そこで、Kさんになぜ採用担当に転職したのかを聞いてみた。
「人材紹介会社は、基本的にはアウトソーサーなので、企業からのオーダーに合った人材を探すのが仕事ですよね。それをずっとやっているうちに、自分で採用プランを練って発注する立場で仕事をしてみたくなったんです」
逆に人事からキャリアコンサルタントに転職したいと考える人の場合は、さまざまな業界の各職種を手がけてみたいという人が多いようだ。確かに、システム系の企業なら、コンピュータ関係のエンジニアの採用がほとんどになる。専門的に深掘りしていきたいタイプと、その反対に幅広く担当してみたいタイプとで分かれるのかもしれない。
「もう一つは、自分がキャリアコンサルタント時代に、『企業と紹介会社がお互いに協力すれば、もっと効率的に採用できるのに』とずっと考えていたことですね。それで自分ならうまくできるのではと思ったんです」
確かに人材紹介会社の立場からすると、「仕事内容や募集背景をもっと具体的に教えて欲しい」「採用が終わった職種については、終了したという連絡が欲しい」など、細かい要望はかなりある。

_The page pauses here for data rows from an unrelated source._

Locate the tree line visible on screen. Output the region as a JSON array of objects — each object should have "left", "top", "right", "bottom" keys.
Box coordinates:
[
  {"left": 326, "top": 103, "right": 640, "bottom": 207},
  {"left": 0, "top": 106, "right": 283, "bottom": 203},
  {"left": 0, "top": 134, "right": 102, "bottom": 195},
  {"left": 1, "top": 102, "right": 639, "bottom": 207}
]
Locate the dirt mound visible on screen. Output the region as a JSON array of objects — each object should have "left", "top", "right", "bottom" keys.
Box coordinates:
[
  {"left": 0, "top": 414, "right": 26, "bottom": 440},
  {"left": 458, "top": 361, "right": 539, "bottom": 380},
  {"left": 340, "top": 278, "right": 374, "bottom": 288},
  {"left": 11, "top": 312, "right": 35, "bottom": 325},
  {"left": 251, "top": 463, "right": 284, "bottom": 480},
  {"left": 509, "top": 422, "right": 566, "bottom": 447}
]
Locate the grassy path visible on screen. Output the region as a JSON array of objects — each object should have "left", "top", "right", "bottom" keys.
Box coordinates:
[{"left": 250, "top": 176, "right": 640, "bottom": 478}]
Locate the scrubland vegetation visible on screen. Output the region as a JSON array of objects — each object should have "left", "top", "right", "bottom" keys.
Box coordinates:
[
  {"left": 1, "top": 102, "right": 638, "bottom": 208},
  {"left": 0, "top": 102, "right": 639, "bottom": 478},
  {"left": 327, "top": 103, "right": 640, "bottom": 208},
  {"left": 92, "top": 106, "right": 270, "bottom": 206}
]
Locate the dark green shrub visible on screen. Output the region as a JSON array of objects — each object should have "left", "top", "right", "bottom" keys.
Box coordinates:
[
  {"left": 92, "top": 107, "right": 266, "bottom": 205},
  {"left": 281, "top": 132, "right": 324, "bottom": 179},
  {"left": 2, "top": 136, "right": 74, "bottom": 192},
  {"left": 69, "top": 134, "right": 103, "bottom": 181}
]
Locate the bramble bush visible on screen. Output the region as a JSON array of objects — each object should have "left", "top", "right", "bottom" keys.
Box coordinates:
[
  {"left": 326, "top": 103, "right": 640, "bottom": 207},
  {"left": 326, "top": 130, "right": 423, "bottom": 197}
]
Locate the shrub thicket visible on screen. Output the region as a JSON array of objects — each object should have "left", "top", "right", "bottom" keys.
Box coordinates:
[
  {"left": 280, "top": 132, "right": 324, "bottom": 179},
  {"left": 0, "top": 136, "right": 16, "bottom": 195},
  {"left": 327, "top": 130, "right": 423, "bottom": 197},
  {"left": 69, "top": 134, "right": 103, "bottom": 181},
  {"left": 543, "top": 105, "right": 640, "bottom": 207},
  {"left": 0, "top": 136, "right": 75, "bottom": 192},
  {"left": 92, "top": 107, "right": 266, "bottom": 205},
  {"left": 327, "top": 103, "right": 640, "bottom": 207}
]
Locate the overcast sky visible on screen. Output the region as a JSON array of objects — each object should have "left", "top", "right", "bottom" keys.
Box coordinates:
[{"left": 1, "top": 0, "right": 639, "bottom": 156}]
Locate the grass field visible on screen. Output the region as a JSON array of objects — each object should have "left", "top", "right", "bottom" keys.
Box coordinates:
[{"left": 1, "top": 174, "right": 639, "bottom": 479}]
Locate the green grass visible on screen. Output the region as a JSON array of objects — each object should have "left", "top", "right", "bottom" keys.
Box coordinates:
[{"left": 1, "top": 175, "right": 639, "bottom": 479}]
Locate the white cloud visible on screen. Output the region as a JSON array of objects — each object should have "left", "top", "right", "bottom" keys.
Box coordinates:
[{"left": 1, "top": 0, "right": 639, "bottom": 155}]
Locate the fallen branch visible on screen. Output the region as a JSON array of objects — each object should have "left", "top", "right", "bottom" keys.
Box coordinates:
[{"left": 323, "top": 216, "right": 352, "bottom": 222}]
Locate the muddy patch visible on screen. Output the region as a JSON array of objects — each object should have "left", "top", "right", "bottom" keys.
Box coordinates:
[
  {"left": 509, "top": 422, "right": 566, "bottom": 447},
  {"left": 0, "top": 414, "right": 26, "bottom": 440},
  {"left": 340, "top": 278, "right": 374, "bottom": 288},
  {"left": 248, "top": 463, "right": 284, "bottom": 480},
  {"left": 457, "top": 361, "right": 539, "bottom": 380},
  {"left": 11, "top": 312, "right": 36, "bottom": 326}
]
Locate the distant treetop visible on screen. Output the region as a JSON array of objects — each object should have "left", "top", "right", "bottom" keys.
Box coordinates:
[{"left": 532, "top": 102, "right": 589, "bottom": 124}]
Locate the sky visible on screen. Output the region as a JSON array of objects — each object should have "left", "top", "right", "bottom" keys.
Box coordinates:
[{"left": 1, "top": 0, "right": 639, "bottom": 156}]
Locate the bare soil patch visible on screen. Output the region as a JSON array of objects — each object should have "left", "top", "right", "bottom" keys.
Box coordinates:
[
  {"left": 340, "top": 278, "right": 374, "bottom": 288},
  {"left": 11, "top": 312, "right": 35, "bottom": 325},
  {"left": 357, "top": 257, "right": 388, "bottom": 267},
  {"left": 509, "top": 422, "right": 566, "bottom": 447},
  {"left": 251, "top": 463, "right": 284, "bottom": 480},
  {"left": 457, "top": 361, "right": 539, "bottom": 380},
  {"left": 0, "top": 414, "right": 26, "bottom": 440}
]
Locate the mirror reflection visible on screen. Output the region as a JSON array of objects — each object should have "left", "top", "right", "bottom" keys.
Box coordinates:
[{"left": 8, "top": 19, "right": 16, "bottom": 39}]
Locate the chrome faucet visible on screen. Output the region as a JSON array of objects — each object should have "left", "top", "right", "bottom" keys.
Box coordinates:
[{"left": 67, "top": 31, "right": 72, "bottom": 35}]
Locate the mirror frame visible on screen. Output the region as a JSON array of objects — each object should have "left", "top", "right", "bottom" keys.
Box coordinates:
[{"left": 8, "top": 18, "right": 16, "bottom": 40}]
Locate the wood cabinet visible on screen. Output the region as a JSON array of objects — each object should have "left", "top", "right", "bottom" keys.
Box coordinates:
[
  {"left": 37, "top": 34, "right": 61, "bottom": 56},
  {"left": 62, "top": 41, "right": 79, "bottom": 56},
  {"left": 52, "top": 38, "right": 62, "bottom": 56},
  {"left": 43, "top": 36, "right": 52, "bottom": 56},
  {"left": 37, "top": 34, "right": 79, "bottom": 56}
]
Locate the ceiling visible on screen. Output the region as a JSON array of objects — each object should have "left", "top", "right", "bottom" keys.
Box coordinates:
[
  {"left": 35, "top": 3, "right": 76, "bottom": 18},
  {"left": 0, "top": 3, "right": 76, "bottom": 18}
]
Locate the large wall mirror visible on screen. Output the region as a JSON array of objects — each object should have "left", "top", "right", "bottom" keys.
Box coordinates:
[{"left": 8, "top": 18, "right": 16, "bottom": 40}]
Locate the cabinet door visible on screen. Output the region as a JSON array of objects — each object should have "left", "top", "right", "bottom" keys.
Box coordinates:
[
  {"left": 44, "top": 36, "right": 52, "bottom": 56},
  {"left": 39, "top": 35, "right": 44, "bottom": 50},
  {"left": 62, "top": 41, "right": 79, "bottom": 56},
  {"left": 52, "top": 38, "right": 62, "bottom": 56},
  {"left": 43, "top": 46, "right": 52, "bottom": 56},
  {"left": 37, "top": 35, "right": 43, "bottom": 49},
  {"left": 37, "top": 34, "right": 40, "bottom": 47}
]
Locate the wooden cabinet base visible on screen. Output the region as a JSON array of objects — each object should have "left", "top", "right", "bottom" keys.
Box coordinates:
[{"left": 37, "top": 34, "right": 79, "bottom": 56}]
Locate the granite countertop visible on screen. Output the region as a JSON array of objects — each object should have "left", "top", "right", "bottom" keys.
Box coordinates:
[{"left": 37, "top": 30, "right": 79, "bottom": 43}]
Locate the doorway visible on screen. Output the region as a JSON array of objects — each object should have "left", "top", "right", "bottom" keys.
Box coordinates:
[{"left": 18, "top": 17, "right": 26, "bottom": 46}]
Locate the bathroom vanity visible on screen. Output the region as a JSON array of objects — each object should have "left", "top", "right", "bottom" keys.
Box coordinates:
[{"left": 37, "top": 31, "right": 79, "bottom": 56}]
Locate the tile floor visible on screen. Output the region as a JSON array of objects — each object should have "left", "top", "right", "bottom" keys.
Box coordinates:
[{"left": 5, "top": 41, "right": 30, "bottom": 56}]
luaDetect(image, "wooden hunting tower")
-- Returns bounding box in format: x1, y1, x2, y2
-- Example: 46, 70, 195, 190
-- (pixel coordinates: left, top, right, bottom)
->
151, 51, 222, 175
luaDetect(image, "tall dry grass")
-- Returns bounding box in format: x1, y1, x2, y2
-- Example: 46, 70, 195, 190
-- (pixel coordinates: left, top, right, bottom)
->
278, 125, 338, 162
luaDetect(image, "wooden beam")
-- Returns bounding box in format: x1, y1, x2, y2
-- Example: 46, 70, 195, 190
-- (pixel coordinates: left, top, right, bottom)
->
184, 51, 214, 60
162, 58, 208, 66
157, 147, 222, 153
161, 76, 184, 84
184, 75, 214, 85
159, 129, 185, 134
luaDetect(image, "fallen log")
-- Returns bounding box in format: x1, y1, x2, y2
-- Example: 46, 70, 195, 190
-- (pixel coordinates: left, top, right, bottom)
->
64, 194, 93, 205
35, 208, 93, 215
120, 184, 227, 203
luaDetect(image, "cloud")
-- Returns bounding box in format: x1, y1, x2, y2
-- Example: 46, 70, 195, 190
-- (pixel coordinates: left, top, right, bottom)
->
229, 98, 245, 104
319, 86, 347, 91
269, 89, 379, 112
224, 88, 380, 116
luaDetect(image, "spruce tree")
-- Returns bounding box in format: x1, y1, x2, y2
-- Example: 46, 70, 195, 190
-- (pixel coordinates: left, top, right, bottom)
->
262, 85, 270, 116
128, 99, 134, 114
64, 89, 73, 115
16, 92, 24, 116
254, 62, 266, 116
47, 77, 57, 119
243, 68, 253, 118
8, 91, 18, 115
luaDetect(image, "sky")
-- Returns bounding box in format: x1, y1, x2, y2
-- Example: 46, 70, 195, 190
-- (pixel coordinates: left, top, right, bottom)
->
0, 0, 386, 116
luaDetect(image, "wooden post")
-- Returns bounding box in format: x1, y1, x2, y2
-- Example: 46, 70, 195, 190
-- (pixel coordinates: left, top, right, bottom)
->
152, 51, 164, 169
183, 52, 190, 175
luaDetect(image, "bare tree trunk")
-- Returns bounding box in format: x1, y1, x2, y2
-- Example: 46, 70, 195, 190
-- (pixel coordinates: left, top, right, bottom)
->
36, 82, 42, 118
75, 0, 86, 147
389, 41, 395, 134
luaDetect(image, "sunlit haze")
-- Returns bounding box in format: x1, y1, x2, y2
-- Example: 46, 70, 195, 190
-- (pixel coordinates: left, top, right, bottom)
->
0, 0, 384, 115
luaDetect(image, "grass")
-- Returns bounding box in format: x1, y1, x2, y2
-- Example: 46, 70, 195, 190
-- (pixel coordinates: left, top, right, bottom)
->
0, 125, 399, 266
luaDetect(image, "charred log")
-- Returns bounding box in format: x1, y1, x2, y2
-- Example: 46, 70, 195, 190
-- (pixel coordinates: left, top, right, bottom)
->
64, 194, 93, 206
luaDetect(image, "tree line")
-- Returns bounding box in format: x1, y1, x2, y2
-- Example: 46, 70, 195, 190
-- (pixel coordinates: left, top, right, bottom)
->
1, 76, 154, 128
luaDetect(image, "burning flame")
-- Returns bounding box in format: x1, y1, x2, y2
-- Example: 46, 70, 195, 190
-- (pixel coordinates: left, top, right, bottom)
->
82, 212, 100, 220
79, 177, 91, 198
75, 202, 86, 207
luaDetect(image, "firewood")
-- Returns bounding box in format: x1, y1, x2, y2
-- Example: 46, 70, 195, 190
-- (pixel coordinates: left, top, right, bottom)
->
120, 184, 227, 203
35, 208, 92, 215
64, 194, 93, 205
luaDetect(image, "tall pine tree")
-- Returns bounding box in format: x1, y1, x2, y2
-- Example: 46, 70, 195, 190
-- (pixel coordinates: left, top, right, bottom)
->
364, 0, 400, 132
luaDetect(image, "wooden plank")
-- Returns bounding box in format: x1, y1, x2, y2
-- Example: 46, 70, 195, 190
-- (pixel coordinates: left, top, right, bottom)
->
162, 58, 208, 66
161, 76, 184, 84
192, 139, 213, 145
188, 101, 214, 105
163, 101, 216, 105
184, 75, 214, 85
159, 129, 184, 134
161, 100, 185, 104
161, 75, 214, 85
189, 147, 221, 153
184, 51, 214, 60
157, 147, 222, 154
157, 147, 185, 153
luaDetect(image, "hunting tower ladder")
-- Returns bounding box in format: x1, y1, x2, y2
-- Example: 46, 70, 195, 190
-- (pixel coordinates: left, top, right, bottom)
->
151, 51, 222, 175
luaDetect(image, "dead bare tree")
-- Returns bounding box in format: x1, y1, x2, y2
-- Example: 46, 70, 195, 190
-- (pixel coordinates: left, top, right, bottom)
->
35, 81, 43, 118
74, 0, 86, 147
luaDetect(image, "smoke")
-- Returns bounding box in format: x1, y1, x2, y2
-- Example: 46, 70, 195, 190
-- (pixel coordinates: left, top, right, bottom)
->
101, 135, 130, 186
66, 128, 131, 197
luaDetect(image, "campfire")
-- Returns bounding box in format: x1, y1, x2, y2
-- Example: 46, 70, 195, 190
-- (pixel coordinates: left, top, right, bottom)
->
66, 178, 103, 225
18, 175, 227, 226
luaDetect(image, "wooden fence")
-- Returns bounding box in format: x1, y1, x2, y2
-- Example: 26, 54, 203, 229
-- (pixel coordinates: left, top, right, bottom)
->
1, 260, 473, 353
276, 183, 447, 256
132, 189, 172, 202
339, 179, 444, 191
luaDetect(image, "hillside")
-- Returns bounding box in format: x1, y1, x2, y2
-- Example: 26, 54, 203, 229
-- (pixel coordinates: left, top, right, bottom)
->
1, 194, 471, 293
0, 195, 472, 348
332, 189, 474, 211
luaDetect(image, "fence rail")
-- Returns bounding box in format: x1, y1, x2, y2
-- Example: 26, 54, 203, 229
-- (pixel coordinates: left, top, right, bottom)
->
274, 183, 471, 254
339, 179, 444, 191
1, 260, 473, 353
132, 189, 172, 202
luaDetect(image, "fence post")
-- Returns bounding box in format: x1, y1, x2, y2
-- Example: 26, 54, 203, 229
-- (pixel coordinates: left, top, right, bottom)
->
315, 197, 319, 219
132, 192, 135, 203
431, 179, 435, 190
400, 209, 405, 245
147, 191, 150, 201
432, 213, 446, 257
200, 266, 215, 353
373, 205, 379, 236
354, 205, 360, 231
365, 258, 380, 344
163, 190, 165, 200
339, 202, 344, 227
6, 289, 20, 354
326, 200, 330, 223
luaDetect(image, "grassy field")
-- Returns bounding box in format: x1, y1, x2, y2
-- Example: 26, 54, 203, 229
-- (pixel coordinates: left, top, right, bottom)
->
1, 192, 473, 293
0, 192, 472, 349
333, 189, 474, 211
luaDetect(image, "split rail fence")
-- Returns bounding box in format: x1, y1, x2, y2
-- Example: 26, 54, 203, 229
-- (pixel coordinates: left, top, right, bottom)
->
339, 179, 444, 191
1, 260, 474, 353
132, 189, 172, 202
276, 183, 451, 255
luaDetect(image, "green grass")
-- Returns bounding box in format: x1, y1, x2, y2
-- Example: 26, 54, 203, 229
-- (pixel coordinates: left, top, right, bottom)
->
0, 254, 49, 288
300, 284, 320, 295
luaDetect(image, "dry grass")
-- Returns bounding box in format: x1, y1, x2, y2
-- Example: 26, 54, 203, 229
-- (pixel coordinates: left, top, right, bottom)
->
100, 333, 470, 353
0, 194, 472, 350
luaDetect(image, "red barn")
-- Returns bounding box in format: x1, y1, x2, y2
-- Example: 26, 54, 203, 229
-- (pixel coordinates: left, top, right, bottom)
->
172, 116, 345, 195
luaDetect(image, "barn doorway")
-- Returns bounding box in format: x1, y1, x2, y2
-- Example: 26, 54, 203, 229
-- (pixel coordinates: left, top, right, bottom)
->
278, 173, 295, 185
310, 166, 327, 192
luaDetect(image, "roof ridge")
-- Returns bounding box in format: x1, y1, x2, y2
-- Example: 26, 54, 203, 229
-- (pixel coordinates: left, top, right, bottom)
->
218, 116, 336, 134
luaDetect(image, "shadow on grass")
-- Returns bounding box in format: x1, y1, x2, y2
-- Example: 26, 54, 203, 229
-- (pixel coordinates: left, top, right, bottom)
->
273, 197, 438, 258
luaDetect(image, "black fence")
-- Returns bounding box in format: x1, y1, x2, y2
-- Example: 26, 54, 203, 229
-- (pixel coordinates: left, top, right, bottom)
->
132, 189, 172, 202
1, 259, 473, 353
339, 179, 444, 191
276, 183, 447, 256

「ITのような採用で競合する会社が多い業界は、やはり紹介会社への気配りが大事だと思うんです。最終的に入社を決めるのは候補者でも、キャリアコンサルタントのさじ加減一つで印象がだいぶ変わってきますからね。キャリアコンサルタントの方が仕事をしやすいようにこれからも頑張りますので、どうぞよろしくお願いします」
いつもにこやかなKさん。これも大事なことだろう。紹介会社出身の採用担当者でも、威張っている人や、無愛想な人はいる。そういう人を見ると、「前職ではちゃんと成果を上げていたのだろうか?」と思ってしまう。
やはりキャリアコンサルタントの仕事は、営業に限りなく近いのではないだろうか。